In an internal memorandum circulated to department leadership and subsequently confirmed to reporters, Blanche indicated that after an exhaustive legal and operational review, the DOJ determined that the fund was neither sustainable under current federal appropriations frameworks nor aligned with the core mission of restoring institutional neutrality.
Toward the end of the hearing, Blanche was also pressed to make the commitment in writing.
“You established it in writing, so it just makes sense to rescind it in writing,” Rep. Grace Meng (D-N.Y.) said. “I’m just concerned because you’re not under oath, and I want to trust you, and I want to believe you. We all do, but putting it in writing would settle that issue.”
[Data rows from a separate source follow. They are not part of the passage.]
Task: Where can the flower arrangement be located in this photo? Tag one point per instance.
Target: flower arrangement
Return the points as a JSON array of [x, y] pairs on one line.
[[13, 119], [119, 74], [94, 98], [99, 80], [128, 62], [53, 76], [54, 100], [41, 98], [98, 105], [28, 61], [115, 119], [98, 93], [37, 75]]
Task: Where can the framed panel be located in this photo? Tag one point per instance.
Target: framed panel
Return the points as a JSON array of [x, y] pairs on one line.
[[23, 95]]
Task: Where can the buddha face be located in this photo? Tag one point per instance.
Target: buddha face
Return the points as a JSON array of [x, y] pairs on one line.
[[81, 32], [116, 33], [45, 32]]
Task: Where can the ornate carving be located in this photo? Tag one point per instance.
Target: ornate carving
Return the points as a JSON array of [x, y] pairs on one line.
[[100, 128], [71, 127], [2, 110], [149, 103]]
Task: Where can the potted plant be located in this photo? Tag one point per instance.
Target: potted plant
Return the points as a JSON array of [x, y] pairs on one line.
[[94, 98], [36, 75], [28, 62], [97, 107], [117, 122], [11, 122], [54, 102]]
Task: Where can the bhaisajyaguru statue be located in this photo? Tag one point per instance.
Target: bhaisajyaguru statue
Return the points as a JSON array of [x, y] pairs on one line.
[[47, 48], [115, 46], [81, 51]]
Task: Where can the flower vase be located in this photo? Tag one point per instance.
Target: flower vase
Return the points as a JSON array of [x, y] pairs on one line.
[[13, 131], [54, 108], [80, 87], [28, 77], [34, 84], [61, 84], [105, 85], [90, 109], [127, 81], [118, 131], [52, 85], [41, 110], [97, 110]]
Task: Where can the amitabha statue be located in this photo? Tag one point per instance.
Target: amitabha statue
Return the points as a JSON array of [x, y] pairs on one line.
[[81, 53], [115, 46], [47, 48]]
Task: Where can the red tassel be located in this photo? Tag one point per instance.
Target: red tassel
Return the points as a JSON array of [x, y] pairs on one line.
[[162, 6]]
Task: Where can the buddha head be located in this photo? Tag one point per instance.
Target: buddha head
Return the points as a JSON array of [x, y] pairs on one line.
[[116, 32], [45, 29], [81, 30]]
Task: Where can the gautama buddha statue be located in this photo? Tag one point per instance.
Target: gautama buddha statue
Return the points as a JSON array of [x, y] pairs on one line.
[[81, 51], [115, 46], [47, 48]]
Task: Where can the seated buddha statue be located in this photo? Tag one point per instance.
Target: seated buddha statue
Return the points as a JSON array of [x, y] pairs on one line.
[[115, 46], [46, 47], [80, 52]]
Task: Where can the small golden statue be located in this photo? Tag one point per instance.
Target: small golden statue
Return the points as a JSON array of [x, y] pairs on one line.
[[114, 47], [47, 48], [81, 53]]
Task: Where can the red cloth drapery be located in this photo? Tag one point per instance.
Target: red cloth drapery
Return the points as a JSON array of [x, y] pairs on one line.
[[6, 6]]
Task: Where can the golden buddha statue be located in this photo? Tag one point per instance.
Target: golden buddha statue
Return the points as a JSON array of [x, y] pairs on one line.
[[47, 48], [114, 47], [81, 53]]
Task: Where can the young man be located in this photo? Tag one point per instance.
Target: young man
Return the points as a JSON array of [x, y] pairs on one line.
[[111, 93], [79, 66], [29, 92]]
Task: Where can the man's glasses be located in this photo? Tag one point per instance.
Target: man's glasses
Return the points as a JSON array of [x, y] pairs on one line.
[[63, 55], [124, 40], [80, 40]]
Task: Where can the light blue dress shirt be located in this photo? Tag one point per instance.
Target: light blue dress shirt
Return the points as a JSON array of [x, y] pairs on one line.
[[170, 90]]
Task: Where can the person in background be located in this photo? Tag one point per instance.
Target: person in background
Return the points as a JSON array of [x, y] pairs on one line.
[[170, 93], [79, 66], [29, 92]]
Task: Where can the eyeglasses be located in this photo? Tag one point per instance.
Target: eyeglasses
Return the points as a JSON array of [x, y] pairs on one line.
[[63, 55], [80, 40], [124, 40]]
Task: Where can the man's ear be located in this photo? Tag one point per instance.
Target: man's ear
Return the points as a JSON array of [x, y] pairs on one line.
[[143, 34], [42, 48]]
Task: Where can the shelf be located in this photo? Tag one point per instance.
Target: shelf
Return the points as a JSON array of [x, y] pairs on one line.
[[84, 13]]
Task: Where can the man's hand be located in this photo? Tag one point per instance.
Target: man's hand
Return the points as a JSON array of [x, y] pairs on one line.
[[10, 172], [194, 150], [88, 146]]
“I’m not committing to doing anything in writing,” Blanche responded, adding “I mean, I’ll take it under advisement … The extent there was a fund, and remember, the fund wasn’t set up yet. There were no commissioners named. There was no claimants brought anything in front of that. There was no claims made yet. So, yes, we’re not moving forward with the fund,” Blanche reiterated.
“There’s litigation in D.C., there’s litigation in the Southern District of Florida, but notwithstanding what we do in those litigations, and then defending our rights and making sure our rights are protected, we’re not moving forward with the fund,” he added.
Legal experts and congressional appropriators had already claimed that setting aside such a massive sum outside of standard agency operational budgets would face immediate constitutional challenges under the Antideficiency Act, which prohibits federal agencies from spending or obligating funds that Congress has not appropriated for those exact purposes.
Blanche’s directive acknowledges these steep legal hurdles, noting that the logistical complexity of standing up a massive, parallel oversight apparatus threatened to bottleneck ordinary federal prosecutions and drain critical resources from high-priority counterterrorism and cybercrime divisions.
While the formal dissolution of the $1.776 billion fund represents a major concession to institutional norms, DOJ officials emphasized that the underlying objective of addressing perceived partisan overreach will instead be absorbed into existing, traditional oversight channels.
Rather than deploying a standalone, heavily funded entity, the department reportedly plans to expand the jurisdiction and investigative resources of the Office of Professional Responsibility and the Inspector General.